Which time zone would that be?


----------



## RocketRichard (5 Jul 2016)

Mike Bobbitt said:
			
		

> Folks,
> 
> I'd like to run a Town Hall session in a few weeks, where we bring together Staff and users to discuss a variety of topics related to the site. The aim is to reinforce what we are doing right, brainstorm solutions on areas where we can do better, and generally exchange feedback and ideas. The format may be voice/video or simply text chat, depending on the level of interest and a few "tech" factors.
> 
> ...


Love to participate but will be on course then. 


Sent from my iPhone using Tapatalk


----------



## Mike Bobbitt (6 Jul 2016)

Brihard said:
			
		

> Which time zone would that be?



Great question, I was thinking in Eastern TZ.


----------



## runormal (10 Jul 2016)

Hey mike do you mean Thursday August 4th? Right now you have Thursday the 7th.

Cheers


----------



## marinemech (10 Jul 2016)

runormal said:
			
		

> Hey mike do you mean Thursday August 4th?
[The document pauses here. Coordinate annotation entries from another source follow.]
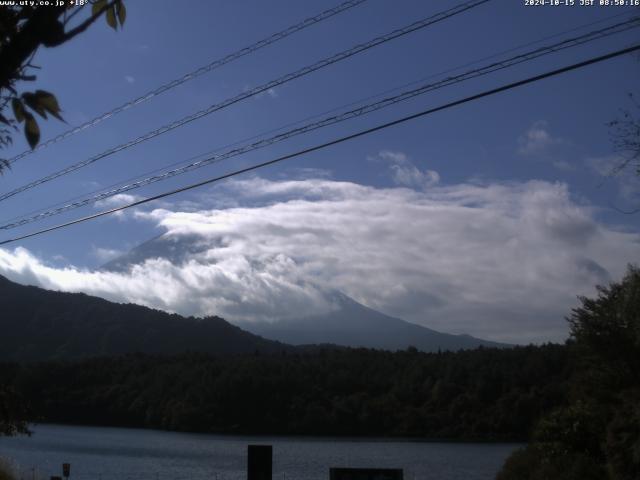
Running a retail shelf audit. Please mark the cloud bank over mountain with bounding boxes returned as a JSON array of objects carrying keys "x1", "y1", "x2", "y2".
[{"x1": 0, "y1": 177, "x2": 640, "y2": 343}]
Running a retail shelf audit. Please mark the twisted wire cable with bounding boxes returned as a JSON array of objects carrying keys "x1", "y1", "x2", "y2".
[
  {"x1": 7, "y1": 0, "x2": 368, "y2": 165},
  {"x1": 0, "y1": 44, "x2": 640, "y2": 246},
  {"x1": 0, "y1": 0, "x2": 491, "y2": 201},
  {"x1": 0, "y1": 17, "x2": 640, "y2": 230}
]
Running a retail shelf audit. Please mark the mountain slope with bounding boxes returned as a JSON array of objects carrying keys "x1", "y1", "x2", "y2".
[
  {"x1": 101, "y1": 234, "x2": 508, "y2": 352},
  {"x1": 0, "y1": 276, "x2": 291, "y2": 361},
  {"x1": 243, "y1": 293, "x2": 508, "y2": 352}
]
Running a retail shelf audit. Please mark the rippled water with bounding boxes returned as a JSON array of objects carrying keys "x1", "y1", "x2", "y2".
[{"x1": 0, "y1": 425, "x2": 519, "y2": 480}]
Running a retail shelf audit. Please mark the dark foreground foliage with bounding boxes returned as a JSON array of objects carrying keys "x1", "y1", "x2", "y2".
[
  {"x1": 0, "y1": 345, "x2": 570, "y2": 440},
  {"x1": 498, "y1": 267, "x2": 640, "y2": 480}
]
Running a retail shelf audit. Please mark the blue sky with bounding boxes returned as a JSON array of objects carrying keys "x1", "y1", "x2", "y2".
[{"x1": 0, "y1": 0, "x2": 640, "y2": 341}]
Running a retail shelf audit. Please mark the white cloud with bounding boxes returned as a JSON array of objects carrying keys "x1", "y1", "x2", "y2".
[
  {"x1": 0, "y1": 178, "x2": 640, "y2": 342},
  {"x1": 374, "y1": 150, "x2": 440, "y2": 189}
]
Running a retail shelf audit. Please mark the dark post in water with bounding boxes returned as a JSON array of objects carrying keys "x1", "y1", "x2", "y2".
[{"x1": 247, "y1": 445, "x2": 273, "y2": 480}]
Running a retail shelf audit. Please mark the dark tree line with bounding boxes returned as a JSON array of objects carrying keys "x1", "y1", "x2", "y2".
[
  {"x1": 498, "y1": 267, "x2": 640, "y2": 480},
  {"x1": 0, "y1": 345, "x2": 570, "y2": 441}
]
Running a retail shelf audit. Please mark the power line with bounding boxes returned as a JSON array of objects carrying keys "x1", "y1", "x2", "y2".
[
  {"x1": 0, "y1": 44, "x2": 640, "y2": 246},
  {"x1": 0, "y1": 0, "x2": 491, "y2": 201},
  {"x1": 0, "y1": 17, "x2": 640, "y2": 230},
  {"x1": 8, "y1": 0, "x2": 368, "y2": 164}
]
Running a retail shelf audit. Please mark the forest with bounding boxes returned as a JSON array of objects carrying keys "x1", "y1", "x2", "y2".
[
  {"x1": 0, "y1": 345, "x2": 570, "y2": 440},
  {"x1": 0, "y1": 267, "x2": 640, "y2": 480}
]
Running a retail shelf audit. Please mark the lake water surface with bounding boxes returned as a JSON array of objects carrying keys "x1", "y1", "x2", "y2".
[{"x1": 0, "y1": 425, "x2": 519, "y2": 480}]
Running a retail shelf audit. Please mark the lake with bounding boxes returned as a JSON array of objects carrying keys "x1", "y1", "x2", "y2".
[{"x1": 0, "y1": 425, "x2": 519, "y2": 480}]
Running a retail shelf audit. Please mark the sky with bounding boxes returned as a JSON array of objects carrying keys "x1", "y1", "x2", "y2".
[{"x1": 0, "y1": 0, "x2": 640, "y2": 343}]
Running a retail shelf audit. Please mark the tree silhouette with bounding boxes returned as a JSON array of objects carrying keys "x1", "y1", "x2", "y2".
[{"x1": 0, "y1": 0, "x2": 126, "y2": 172}]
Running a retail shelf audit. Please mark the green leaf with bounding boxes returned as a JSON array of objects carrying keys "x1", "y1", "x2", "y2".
[
  {"x1": 91, "y1": 0, "x2": 107, "y2": 15},
  {"x1": 107, "y1": 6, "x2": 118, "y2": 30},
  {"x1": 24, "y1": 113, "x2": 40, "y2": 150},
  {"x1": 35, "y1": 90, "x2": 64, "y2": 122},
  {"x1": 11, "y1": 98, "x2": 26, "y2": 122},
  {"x1": 116, "y1": 0, "x2": 127, "y2": 27}
]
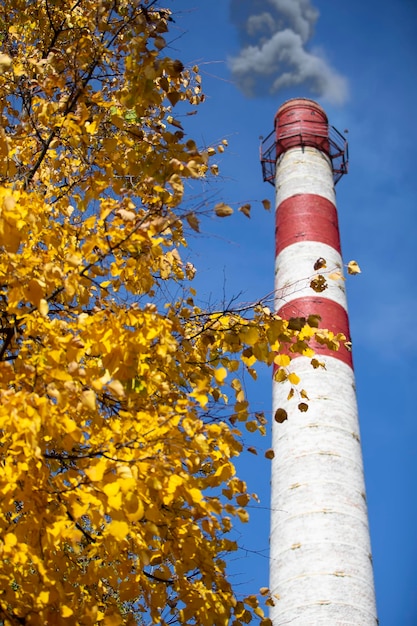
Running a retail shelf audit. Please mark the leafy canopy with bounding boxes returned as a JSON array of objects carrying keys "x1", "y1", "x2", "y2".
[{"x1": 0, "y1": 0, "x2": 337, "y2": 626}]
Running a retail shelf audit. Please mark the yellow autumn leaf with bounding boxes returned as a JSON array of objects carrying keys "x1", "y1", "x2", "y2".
[
  {"x1": 238, "y1": 204, "x2": 251, "y2": 217},
  {"x1": 106, "y1": 520, "x2": 129, "y2": 539},
  {"x1": 214, "y1": 367, "x2": 227, "y2": 385},
  {"x1": 81, "y1": 389, "x2": 97, "y2": 411},
  {"x1": 214, "y1": 202, "x2": 233, "y2": 217},
  {"x1": 60, "y1": 604, "x2": 74, "y2": 618},
  {"x1": 347, "y1": 261, "x2": 361, "y2": 274}
]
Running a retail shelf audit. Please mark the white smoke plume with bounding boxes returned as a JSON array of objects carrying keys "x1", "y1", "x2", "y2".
[{"x1": 229, "y1": 0, "x2": 348, "y2": 104}]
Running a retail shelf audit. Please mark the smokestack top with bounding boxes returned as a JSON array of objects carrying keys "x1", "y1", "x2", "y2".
[
  {"x1": 275, "y1": 98, "x2": 330, "y2": 158},
  {"x1": 275, "y1": 98, "x2": 328, "y2": 127},
  {"x1": 261, "y1": 98, "x2": 348, "y2": 185}
]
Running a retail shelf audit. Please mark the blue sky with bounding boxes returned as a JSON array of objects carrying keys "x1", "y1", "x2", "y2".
[{"x1": 162, "y1": 0, "x2": 417, "y2": 626}]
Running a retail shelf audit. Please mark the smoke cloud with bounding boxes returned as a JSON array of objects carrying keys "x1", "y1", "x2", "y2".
[{"x1": 229, "y1": 0, "x2": 348, "y2": 104}]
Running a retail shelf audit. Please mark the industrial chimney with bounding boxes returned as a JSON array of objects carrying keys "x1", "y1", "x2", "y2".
[{"x1": 261, "y1": 98, "x2": 378, "y2": 626}]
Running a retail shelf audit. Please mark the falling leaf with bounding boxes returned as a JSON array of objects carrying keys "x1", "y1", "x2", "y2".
[
  {"x1": 185, "y1": 213, "x2": 200, "y2": 233},
  {"x1": 238, "y1": 204, "x2": 250, "y2": 218},
  {"x1": 347, "y1": 261, "x2": 361, "y2": 274},
  {"x1": 307, "y1": 314, "x2": 321, "y2": 328},
  {"x1": 214, "y1": 202, "x2": 233, "y2": 217}
]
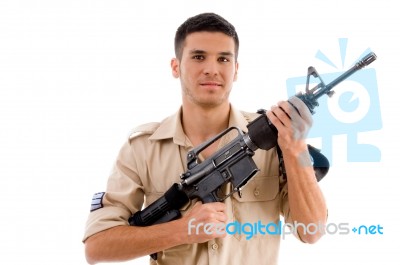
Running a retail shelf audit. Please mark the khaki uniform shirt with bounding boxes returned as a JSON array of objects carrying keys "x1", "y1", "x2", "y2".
[{"x1": 83, "y1": 107, "x2": 290, "y2": 265}]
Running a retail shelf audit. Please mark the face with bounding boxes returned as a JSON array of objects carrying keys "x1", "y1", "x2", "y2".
[{"x1": 171, "y1": 32, "x2": 238, "y2": 107}]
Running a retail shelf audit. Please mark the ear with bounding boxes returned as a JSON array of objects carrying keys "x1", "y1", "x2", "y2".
[
  {"x1": 171, "y1": 58, "x2": 180, "y2": 78},
  {"x1": 233, "y1": 62, "x2": 239, "y2": 81}
]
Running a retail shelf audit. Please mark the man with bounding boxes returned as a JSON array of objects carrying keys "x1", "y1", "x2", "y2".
[{"x1": 84, "y1": 13, "x2": 327, "y2": 265}]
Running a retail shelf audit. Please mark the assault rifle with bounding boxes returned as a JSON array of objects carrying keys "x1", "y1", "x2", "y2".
[{"x1": 129, "y1": 52, "x2": 376, "y2": 229}]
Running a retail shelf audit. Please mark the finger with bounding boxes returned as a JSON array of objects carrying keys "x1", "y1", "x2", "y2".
[
  {"x1": 271, "y1": 103, "x2": 290, "y2": 127},
  {"x1": 289, "y1": 97, "x2": 313, "y2": 124},
  {"x1": 266, "y1": 107, "x2": 285, "y2": 132},
  {"x1": 278, "y1": 101, "x2": 301, "y2": 121}
]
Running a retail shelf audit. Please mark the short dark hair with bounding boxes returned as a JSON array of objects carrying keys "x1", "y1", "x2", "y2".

Right now you have Thursday the 7th.
> 
> Cheers


Mike has access to a flux capacitor and will make the 7th be a thursday somehow


----------



## da1root (22 Jul 2016)

Thursday's normally are no good for me (TGIT at the mess and all); but any of the other dates seem doable should you want me involved


----------



## ModlrMike (22 Jul 2016)

Tuesday, Aug 2nd is good for me, depending on the timing. Negative on all the other dates.


----------



## Edward Campbell (22 Jul 2016)

ModlrMike said:
			
		

> Tuesday, Aug 2nd is good for me, depending on the timing. Negative on all the other dates.




Works for me, too, Mike, and ModlrMike is someone whose opinions I would like to hear.


----------